Pulling Canada Towards A Cleaner Future
Sustainability Our nation’s rail infrastructure is one of our most efficient forms of transportation; the Railway Association of Canada shares how we can leverage this to move Canada towards a cleaner future.
There is a Canadian industry that has reduced greenhouse gas (GHG) emissions by 40 percent while increasing workload by 80 percent. Long known as an efficient, safe, and environmentally friendly mode of transportation, this industry is well placed to support Canada’s economic objectives while helping it meet its emission-reduction targets. It is our national railway system.
Railways: a vital spur of the Canadian economy
According to the Railway Association of Canada (RAC), which represents freight and passenger railway companies, close to 82 million passengers and more than $280 billion worth of goods move by rail in Canada annually. Twenty-four hundred locomotives transport goods and people across more than 44,000 kilometres of track spanning nine provinces and one territory.
“We live in a geographically diverse country with a resource-based, export-focused economy that can compete internationally because of a safe, competitive, efficient, and environmentally friendly railway network” says Michael Gullo, RAC’s Director of Policy, Economic and Environmental Affairs. “Canada’s natural resource industry is poised for long-term success, and the railways are a big part of that story.”
Transporting climate change policy into the future
Whether through a taxation-based system or a market-based cap-and-trade approach, carbon pricing aspires to reduce emissions at the lowest possible cost to Canadians.

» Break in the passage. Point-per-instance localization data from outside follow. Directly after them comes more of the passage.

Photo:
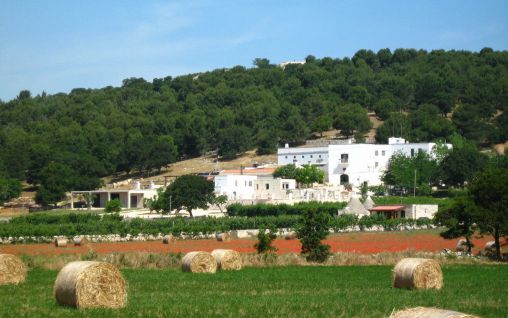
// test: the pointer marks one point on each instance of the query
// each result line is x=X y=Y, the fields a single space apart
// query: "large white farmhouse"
x=353 y=163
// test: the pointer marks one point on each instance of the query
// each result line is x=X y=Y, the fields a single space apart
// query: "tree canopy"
x=188 y=192
x=143 y=125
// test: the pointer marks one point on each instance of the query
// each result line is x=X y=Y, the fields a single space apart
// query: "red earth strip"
x=362 y=243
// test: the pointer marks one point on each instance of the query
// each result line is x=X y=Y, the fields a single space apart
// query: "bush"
x=113 y=206
x=265 y=239
x=313 y=228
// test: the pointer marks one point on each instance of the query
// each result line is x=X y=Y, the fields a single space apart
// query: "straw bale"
x=199 y=262
x=12 y=270
x=167 y=239
x=80 y=241
x=417 y=273
x=490 y=246
x=223 y=237
x=426 y=312
x=461 y=245
x=61 y=242
x=290 y=236
x=90 y=284
x=227 y=259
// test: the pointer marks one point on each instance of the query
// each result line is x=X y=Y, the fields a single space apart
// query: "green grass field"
x=311 y=291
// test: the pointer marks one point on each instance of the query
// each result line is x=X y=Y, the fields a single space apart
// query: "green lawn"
x=312 y=291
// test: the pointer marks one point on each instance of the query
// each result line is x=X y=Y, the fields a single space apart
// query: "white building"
x=244 y=187
x=353 y=163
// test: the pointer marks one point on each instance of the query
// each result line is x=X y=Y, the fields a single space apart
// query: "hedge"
x=92 y=224
x=283 y=209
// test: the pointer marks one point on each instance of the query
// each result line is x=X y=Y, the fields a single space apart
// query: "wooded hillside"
x=69 y=140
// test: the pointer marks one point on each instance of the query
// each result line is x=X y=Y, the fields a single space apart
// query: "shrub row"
x=283 y=209
x=70 y=225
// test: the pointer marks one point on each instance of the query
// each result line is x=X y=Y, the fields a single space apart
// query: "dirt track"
x=363 y=243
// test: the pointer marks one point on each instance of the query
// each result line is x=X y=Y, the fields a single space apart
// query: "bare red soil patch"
x=362 y=243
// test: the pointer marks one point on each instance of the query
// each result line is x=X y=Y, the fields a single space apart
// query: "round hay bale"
x=425 y=312
x=417 y=273
x=80 y=241
x=490 y=246
x=223 y=237
x=227 y=259
x=61 y=242
x=89 y=284
x=12 y=270
x=461 y=245
x=290 y=236
x=167 y=239
x=199 y=262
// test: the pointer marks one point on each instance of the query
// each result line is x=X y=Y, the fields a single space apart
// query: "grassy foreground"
x=311 y=291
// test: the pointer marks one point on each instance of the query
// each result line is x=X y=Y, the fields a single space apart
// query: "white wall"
x=236 y=187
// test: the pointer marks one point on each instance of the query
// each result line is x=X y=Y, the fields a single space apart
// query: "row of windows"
x=303 y=156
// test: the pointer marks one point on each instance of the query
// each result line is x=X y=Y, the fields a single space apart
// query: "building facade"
x=353 y=164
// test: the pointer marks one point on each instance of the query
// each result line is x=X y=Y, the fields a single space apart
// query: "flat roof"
x=387 y=208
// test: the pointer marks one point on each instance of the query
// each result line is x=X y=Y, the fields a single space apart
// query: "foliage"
x=143 y=126
x=460 y=165
x=188 y=192
x=113 y=206
x=9 y=189
x=459 y=219
x=407 y=173
x=283 y=209
x=305 y=175
x=71 y=224
x=489 y=191
x=266 y=235
x=309 y=174
x=313 y=228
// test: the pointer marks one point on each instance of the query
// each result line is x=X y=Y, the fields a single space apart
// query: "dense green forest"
x=68 y=141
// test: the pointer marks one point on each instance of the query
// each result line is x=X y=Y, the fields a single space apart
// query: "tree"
x=459 y=218
x=314 y=227
x=406 y=172
x=352 y=118
x=460 y=165
x=113 y=206
x=309 y=174
x=9 y=189
x=322 y=124
x=220 y=201
x=188 y=192
x=489 y=191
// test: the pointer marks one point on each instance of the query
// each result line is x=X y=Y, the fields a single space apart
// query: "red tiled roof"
x=249 y=171
x=387 y=208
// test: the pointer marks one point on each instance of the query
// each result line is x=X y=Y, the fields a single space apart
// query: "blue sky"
x=57 y=45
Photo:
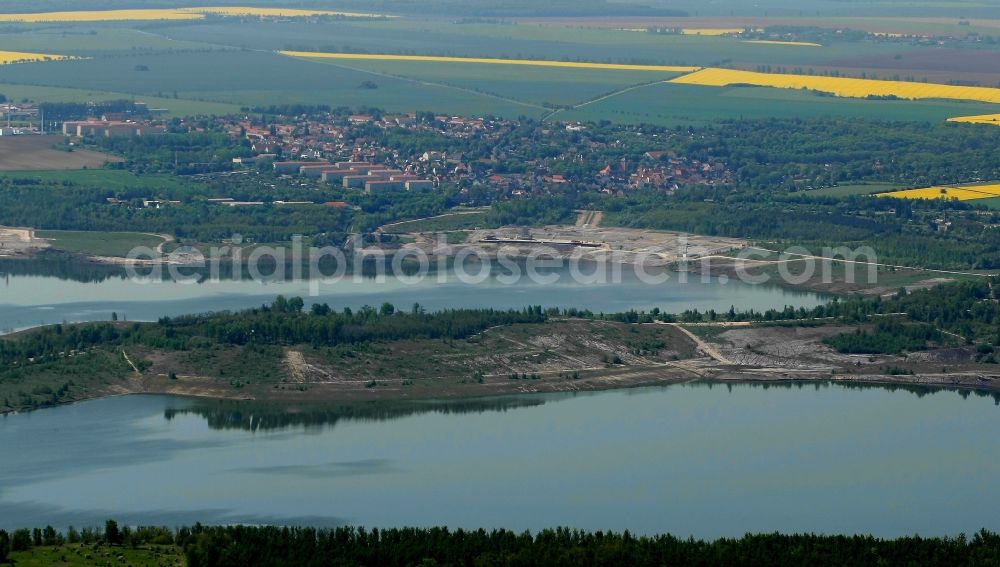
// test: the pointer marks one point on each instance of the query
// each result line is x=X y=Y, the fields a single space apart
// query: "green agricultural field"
x=545 y=86
x=529 y=41
x=107 y=179
x=174 y=106
x=82 y=555
x=246 y=78
x=113 y=244
x=672 y=104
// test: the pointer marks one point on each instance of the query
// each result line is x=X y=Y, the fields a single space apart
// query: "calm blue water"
x=699 y=459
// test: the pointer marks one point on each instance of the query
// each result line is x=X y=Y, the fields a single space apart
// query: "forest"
x=267 y=546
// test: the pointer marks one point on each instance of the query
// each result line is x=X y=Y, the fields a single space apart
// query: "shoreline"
x=958 y=382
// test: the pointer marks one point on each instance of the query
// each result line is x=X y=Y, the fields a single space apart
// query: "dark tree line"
x=270 y=546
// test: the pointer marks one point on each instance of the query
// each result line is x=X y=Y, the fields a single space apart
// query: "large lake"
x=33 y=294
x=701 y=459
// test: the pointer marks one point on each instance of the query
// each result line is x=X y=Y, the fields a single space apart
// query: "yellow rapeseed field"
x=711 y=31
x=839 y=86
x=963 y=193
x=526 y=62
x=980 y=119
x=778 y=42
x=272 y=12
x=7 y=57
x=197 y=13
x=100 y=16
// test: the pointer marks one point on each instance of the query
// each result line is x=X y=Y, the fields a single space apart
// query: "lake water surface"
x=702 y=459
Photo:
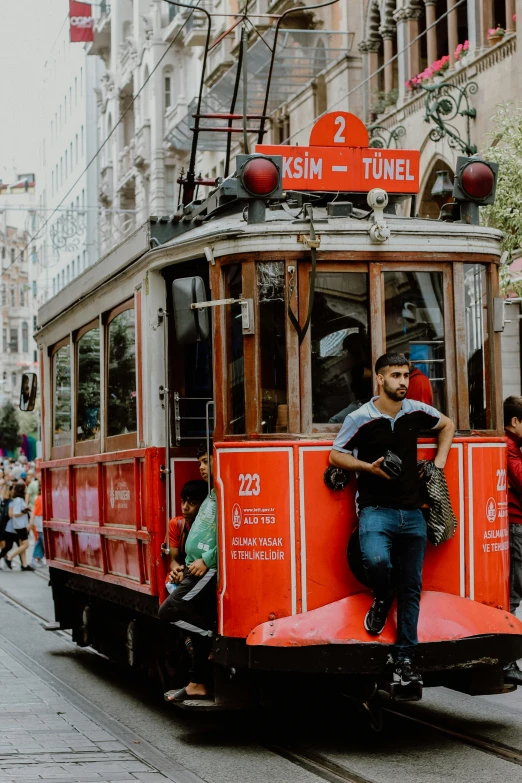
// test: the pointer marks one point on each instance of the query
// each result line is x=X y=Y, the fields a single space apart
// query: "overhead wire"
x=287 y=140
x=102 y=145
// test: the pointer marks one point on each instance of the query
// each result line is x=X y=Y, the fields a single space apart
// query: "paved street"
x=69 y=715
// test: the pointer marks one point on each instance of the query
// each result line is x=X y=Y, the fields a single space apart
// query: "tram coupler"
x=398 y=692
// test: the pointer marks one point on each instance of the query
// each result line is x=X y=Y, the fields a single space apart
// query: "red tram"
x=293 y=303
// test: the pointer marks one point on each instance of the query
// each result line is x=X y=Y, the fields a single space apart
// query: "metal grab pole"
x=166 y=405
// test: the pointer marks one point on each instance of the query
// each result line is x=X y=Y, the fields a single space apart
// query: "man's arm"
x=348 y=462
x=515 y=468
x=446 y=430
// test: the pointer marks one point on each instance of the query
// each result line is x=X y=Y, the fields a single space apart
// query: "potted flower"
x=460 y=53
x=495 y=34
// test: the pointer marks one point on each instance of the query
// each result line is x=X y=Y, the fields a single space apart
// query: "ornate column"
x=413 y=45
x=453 y=35
x=401 y=20
x=387 y=37
x=431 y=16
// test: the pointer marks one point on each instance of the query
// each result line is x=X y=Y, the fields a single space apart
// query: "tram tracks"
x=315 y=762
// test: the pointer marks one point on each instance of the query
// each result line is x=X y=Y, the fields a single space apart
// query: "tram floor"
x=329 y=742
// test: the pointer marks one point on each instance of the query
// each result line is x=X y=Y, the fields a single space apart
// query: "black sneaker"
x=405 y=673
x=375 y=619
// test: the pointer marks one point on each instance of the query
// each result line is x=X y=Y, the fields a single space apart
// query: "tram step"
x=400 y=692
x=205 y=705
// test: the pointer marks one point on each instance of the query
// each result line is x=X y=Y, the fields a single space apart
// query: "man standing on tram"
x=390 y=508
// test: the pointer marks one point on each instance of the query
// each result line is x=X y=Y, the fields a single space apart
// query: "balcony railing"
x=488 y=58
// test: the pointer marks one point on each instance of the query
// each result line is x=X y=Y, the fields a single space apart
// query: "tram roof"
x=282 y=232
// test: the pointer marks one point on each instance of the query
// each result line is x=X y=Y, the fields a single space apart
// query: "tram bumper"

Under all systems, railways are subject to compliance costs as fuel users, which typically translates into increased expenses for them and higher prices for their customers.
While the objectives of these frameworks are to limit the harmful effects of climate change, questions remain as to whether current pricing levels will lead to substantive emissions reductions in the transportation sector, which produces approximately 30 percent of Canada’s GHGs.
As an energy-efficient and low-emitting mode of transportation, Canada’s railway industry believes it can help Canada meet its GHG reduction goals. For example, a modal shift to freight rail from long-haul trucking offers a near-term solution to reducing GHG emissions while simultaneously supporting economic growth and prosperity. In Canada, rail can move one tonne of freight more than 200 kilometres on a single litre of fuel. A 100-car freight train carrying 10,000 tonnes of goods could remove more than 300 trucks from our congested road and highway network.
“A 10 percent shift of truck traffic to rail would translate to a 3.7-megatonne reduction in CO2 equivalent, while 15 percent would result in a 5.6-megatonne reduction,” says Gullo. “Both of those figures surpass the potential reductions that are going to be achieved by BC’s carbon tax, which is envisioning only a 3-megatonne reduction by the year 2030.”
How railways are part of Canada’s climate change solution
Looking forward, Gullo believes policymakers should consider the approach undertaken in Quebec. Its PREGTI program aims to reduce freight transportation emissions by creating intermodal projects that promote the use of rail and marine transportation. Recent projects sponsored by the government include investments into railway track, transload facilities, and reload centres for prospective railway customers. “The government of Quebec has set a precedent in terms of using rail as part of their climate change solution by allocating money from their carbon pricing strategy into infrastructure for companies looking to make the switch from road to rail.”
In Quebec, revenues generated from its cap-and-trade system are directed towards programs such as PREGTI, an initiative that facilitates improved fuel efficiency and emissions levels. From 2011 to 2015, the government awarded $30.4 million to rail and intermodal infrastructure projects, resulting in reductions of approximately 210,000 tonnes of CO2 equivalent.
“At CN, we are successfully leveraging the Quebec programs to incentivize companies to switch to rail,” says Chantale Després, Director of Sustainability, CN. “We are also advocating for a similar national program in discussions with the federal government.”
Carrying the load together
Canada’s railway industry has a long history of working with the federal government, through a series of multi-year memorandum of understanding agreements, to reduce emissions produced by locomotives. In addition, Canadian rail companies are active participants in the internationally recognized Carbon Disclosure Project (CDP), with CN and CP both awarded a position on the Canada Climate Disclosure Leadership Index in 2015, in recognition of their efforts.
More work remains, according to CN’s Després, who says “the fact Canadians are not yet aware how fuel-efficient railroads are in moving heavy freight over long distances means we still need to be communicating the message to people and governments that moving goods by rail can be part of the climate change solution.”
Staying on track to a cleaner future
The recent development of a pan-Canadian carbon framework provides an opportunity for Canada to reconsider how transportation emissions are regulated and what governments can do with revenues collected from their respective carbon pricing strategies.The GHG advantage that rail maintains over other modes of transportation provides serious food for thought for policymakers across all levels of government as they contemplate reinvesting their carbon revenues.
“Positioning railways as part of the climate change solution makes a lot of sense,” says the RAC’s Gullo. “Moving goods and people by rail is far more efficient than other modes of transportation, which can help the government meet its climate change objectives.”